Eight games into the season, Yoenis Cespedes was already getting booed by some of the same fans who rejoiced that the free-swinging outfielder decided to return to the Mets for one-to-three more years. Perhaps the fact that he was hitting a disappointing .233/.324/.333 with only one home run was on Cespedes's mind when he threw caution to the Flushing winds and dove into the stands in pursuit of a foul ball.
Five games and six extra-base hits later, Cespedes is hitting .286/.375/.612, numbers that are even better than his fantastic 57-game stint with the Mets in 2015. Over a full 162-game season, Cespedes is currently on pace to hit 50 home runs, which would top his career best by 15.

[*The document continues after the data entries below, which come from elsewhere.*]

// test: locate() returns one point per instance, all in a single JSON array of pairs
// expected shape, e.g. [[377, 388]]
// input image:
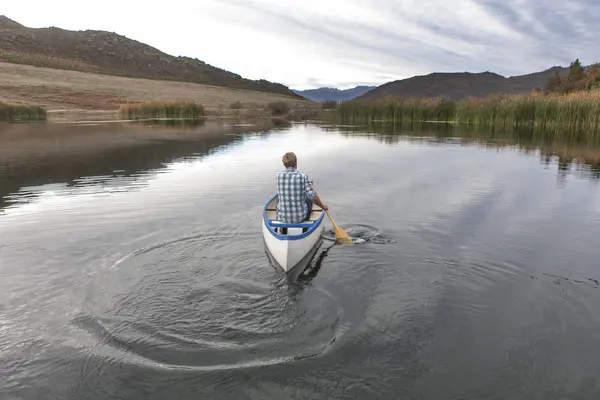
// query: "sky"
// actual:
[[306, 44]]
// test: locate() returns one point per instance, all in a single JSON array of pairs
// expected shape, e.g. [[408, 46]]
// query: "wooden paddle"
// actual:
[[340, 235]]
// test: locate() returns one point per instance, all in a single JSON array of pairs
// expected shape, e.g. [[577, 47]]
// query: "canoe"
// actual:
[[291, 244]]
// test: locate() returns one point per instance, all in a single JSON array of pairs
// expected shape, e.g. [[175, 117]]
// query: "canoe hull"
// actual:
[[290, 244]]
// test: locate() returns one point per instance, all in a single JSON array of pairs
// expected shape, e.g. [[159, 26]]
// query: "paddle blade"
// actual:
[[341, 236]]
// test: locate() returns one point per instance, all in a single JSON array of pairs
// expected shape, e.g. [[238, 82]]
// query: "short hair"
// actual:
[[289, 160]]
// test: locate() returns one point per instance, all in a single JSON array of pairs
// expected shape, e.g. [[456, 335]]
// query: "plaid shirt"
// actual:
[[294, 189]]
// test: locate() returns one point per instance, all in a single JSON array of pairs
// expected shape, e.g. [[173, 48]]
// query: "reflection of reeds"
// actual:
[[162, 109], [11, 112], [571, 114], [566, 150]]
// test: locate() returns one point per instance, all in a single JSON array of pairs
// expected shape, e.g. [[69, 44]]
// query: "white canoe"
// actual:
[[291, 244]]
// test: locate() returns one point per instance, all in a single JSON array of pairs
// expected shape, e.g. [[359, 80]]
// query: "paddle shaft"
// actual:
[[339, 232]]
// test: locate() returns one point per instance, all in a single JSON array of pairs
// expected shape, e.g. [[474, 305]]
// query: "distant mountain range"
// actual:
[[327, 94], [112, 54], [460, 85]]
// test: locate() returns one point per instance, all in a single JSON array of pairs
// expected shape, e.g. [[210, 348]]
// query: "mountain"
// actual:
[[460, 85], [112, 54], [325, 94]]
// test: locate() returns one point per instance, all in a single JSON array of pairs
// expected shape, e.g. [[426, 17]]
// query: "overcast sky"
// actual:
[[312, 43]]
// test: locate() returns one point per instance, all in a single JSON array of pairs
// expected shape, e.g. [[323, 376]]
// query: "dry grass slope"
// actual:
[[113, 54], [69, 92]]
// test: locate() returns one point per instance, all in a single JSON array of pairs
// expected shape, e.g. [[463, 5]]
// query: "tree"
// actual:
[[576, 72], [554, 84]]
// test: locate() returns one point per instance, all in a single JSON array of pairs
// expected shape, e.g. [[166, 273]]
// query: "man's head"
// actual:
[[289, 160]]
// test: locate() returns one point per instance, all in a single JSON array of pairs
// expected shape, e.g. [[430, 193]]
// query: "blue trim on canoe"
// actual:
[[269, 224]]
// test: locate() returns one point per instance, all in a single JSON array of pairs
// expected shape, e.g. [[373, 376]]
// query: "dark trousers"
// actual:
[[309, 204]]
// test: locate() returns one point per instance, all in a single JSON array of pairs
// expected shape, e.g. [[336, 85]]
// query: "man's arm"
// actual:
[[312, 194]]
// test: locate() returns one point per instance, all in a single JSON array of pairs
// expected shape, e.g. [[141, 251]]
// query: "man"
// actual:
[[295, 191]]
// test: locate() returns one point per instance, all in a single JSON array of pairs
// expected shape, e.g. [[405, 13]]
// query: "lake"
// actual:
[[139, 272]]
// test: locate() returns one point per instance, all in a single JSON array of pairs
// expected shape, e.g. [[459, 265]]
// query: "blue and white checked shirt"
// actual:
[[293, 188]]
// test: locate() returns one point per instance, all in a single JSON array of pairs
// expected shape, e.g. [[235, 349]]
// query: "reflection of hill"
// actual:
[[112, 155], [581, 153]]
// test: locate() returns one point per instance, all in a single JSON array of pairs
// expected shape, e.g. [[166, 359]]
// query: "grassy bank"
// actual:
[[580, 152], [575, 112], [10, 112], [162, 109]]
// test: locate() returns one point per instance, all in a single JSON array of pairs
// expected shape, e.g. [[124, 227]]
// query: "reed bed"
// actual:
[[162, 109], [11, 112], [574, 113]]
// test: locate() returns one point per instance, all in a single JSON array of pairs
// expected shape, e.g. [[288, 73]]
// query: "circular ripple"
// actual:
[[360, 234], [208, 302]]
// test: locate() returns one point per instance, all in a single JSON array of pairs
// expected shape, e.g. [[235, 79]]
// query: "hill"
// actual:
[[460, 85], [112, 54], [327, 94], [80, 93]]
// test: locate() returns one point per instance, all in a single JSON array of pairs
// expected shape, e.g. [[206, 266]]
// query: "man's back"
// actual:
[[294, 190]]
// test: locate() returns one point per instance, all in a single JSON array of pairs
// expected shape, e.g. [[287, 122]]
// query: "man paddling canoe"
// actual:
[[296, 195]]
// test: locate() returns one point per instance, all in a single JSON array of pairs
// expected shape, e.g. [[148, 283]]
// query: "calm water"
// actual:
[[141, 273]]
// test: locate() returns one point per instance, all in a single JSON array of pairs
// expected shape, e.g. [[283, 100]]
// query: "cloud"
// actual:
[[311, 43]]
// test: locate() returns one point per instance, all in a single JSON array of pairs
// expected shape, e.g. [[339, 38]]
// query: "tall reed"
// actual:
[[11, 112], [162, 109], [577, 113]]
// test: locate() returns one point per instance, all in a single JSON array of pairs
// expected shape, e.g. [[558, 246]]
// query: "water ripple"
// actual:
[[206, 302]]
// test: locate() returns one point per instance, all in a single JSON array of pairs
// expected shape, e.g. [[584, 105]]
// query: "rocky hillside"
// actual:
[[112, 54], [460, 85], [328, 94]]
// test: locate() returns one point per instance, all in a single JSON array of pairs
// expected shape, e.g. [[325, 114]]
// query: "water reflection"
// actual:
[[37, 158], [580, 155]]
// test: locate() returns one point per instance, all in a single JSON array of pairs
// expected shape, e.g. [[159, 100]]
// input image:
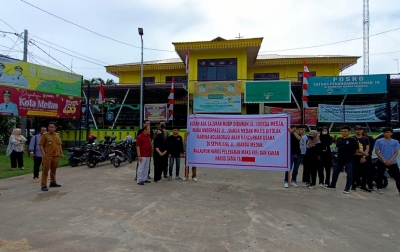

It is important to note that it is incredibly stupid to put too much stock into only 13 games worth of information, only slightly less stupid than declaring a player a bust based on just eight games. But if there is one slightly concerning aspect of Cespedes's great early-season statistics, it is the fact that he is striking out in almost 34% of his plate appearances; about 13 percentage points above his career average.
As Mark Simon points out at ESPN, Cespedes was, as of Tuesday, 1-for-14 against right-handed pitchers in at-bats ending in a breaking ball. That might seem like an obscure stat, but it highlights one of the two major holes in Cespedes's swing: low and outside breaking pitches. Anyone who watches a few games can see that pitchers are looking to exploit this weakness, as well as Cespedes's inability to lay off of high fastballs, and they are often successful. If the 30-year-old cannot adjust to the way that pitchers are now attacking him, his batting average and on-base percentage may start to plummet, especially when his .385 BABIP regresses closer to his .306 career mark.
One positive note, aside from the recent power outburst, is that Cespedes has already walked six times. Last season, it wasn't until May 20 that the he recorded his sixth walk, and his current 10.7 percent walk rate would be a career best.
Thirteen games worth of data is surely not enough for anyone to make a conclusive statement, but Cespedes's approach and how it affects his walk and strikeout rates is certainly worth watching as the season progresses.